The Company has entered into a binding scheme implementation agreement (the "SIA") with Norton on 6 February 2015. The SIA provides that the Company will acquire all of the issued securities that it does not already own, by way of a court approved scheme of arrangement for an offer consideration of A$0.20 per share (the "Proposal").
The Company, together with its wholly owned subsidiary, currently hold approximately 82.43% of Norton shares.
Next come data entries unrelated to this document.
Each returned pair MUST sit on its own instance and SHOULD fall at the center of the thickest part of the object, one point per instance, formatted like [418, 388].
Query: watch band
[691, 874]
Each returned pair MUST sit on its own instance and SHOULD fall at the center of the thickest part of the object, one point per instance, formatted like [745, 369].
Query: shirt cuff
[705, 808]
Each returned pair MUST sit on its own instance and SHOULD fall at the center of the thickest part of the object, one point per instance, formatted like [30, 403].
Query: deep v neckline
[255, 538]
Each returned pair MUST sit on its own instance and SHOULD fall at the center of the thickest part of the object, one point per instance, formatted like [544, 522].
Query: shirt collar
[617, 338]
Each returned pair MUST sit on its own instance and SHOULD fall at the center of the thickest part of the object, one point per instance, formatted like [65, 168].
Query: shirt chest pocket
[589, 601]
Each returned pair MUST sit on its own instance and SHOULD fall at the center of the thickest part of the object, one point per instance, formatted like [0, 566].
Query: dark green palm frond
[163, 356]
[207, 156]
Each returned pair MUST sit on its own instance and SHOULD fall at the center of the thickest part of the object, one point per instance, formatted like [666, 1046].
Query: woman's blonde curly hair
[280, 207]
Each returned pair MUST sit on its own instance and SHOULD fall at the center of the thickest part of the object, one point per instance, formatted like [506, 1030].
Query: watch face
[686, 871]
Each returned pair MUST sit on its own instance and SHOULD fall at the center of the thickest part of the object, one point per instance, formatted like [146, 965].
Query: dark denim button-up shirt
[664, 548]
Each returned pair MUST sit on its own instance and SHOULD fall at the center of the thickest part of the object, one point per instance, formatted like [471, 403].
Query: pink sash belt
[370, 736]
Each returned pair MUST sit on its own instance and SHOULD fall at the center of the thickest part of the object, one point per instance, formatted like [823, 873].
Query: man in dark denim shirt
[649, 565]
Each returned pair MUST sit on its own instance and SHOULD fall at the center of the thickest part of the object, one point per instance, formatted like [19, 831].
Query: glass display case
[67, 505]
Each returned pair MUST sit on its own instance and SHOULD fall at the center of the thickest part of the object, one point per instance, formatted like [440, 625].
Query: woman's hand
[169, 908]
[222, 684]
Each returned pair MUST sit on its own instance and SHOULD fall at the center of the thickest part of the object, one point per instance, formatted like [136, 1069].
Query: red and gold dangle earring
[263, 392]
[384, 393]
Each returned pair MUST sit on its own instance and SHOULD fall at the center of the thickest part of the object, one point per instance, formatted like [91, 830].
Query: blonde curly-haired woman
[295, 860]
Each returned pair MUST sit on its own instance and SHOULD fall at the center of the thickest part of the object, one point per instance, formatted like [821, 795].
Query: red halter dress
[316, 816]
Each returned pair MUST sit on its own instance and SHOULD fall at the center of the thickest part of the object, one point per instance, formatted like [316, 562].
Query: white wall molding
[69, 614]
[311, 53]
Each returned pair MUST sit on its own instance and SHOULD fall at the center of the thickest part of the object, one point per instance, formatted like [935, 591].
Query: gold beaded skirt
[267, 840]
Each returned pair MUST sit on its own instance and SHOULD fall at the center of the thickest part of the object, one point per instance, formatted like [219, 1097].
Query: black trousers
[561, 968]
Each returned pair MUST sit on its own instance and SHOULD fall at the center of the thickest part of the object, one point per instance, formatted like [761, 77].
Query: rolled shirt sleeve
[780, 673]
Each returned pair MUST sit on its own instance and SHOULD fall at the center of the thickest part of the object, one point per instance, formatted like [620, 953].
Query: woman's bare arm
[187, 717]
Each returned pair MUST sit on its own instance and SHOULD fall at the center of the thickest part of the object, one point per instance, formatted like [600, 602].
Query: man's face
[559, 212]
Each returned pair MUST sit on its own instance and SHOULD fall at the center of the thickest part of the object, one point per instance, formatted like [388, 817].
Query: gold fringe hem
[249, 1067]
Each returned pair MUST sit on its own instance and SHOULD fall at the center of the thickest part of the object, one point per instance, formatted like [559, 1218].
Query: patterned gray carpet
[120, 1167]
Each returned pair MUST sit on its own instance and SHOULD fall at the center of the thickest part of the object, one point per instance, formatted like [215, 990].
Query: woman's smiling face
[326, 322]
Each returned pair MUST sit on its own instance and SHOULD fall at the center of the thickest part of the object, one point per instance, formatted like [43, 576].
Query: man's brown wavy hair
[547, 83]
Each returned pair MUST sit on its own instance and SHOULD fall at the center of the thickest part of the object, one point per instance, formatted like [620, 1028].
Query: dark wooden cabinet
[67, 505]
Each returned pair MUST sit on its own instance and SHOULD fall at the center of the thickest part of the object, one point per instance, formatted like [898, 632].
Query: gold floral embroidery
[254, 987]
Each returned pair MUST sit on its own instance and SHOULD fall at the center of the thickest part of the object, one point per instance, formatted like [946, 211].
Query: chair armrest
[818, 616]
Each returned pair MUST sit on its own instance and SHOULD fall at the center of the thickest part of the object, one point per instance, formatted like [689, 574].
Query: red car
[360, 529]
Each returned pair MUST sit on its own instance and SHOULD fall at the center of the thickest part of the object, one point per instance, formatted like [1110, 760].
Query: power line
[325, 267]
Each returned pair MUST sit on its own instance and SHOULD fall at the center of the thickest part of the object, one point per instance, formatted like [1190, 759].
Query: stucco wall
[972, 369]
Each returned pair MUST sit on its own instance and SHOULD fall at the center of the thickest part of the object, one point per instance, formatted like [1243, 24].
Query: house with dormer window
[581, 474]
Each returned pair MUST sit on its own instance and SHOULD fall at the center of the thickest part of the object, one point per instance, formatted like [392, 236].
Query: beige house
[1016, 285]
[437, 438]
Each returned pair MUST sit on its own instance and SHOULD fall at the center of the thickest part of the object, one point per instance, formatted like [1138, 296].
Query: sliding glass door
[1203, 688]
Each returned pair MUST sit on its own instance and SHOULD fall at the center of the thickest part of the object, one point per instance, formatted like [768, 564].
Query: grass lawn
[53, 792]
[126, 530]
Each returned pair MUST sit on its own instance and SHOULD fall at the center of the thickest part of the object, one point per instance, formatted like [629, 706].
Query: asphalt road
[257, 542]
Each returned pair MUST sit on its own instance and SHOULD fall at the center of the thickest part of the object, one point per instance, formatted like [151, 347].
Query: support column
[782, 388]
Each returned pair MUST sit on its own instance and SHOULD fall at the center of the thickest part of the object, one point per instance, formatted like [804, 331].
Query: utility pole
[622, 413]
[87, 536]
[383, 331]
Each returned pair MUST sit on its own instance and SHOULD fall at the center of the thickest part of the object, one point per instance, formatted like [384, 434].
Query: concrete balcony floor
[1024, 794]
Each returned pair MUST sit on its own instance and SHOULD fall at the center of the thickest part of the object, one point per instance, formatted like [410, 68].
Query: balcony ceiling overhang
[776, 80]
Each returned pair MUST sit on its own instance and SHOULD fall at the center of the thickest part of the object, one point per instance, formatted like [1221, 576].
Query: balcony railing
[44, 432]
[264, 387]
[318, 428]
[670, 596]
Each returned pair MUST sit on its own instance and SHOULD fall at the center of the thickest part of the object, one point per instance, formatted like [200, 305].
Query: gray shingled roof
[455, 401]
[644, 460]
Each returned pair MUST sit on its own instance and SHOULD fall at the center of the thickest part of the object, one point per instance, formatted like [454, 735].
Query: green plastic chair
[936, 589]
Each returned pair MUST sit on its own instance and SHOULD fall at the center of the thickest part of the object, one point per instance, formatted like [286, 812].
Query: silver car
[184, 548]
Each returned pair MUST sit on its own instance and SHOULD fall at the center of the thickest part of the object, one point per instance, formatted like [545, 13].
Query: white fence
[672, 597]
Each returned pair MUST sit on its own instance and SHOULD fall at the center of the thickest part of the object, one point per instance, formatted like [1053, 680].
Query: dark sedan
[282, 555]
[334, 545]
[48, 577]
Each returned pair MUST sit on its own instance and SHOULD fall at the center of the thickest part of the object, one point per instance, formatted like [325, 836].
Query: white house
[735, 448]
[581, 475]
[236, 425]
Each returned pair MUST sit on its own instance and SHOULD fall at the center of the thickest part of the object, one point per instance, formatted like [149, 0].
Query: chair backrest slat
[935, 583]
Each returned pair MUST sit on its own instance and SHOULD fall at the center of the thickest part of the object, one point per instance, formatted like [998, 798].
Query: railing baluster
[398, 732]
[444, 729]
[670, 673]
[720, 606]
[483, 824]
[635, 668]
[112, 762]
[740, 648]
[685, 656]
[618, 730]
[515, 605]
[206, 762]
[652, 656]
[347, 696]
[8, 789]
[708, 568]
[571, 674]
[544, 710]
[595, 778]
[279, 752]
If the scheme of arrangement is approved, the Company will have to pay a total consideration of approximately A$33,000,000 to acquire all of the remaining 17.57% of Norton shares.
In the absence of a superior proposal and subject to an independent expert concluding that the Proposal is in the best interests of Norton shareholders, 3 Norton directors who are independent from the Company (the "Independent Directors") unanimously support the Proposal and recommend that Norton shareholders vote in favour of the Proposal. Subject to the same qualifications, the Independent Directors intend to vote, or cause the voting of any shares in which he or she has a relevant interests, in favour of the Proposal.
OFFER PRICE
The offer price of A$0.20 per Norton share represents a substantial premium to the historical trading price of Norton shares prior to Norton receiving an indicative non-binding proposal from the Company on 12 January 2015, as set out below:
l 42.9% premium to the closing share price of A$0.140 on 9 January 2015 (being the last trading day prior to the date on which Norton received an indicative non-binding proposal from the Company).
l 54.7% premium to 1 month volume weighted average price of A$0.129 up to 9 January 2015.
l 56.0% premium to 3 month volume weighted average price of A$0.128 up to 9 January 2015.
l 53.6% premium to 12 month volume weighted average price of A$0.130 up to 9 January 2015.
KEY CONDITIONS FOR IMPLEMENTATION
l Minority shareholder approval (requiring approval by at least 50% in number of minority shareholders voting (in person or by proxy), and who represent at least 75% of the total votes cast);
l Australian Foreign Investment Review Board (FIRB) approval;
l ASX and Australian Securities and Investments Commission (ASIC) approval;
l Chinese regulatory approvals;
l Deloitte Corporate Finance Pty Limited (as the independent expert) concluding that the Proposal is in
the best interests of minority shareholders;
l Court approval; and
l No material adverse change, prescribed occurrence or regulatory restraint.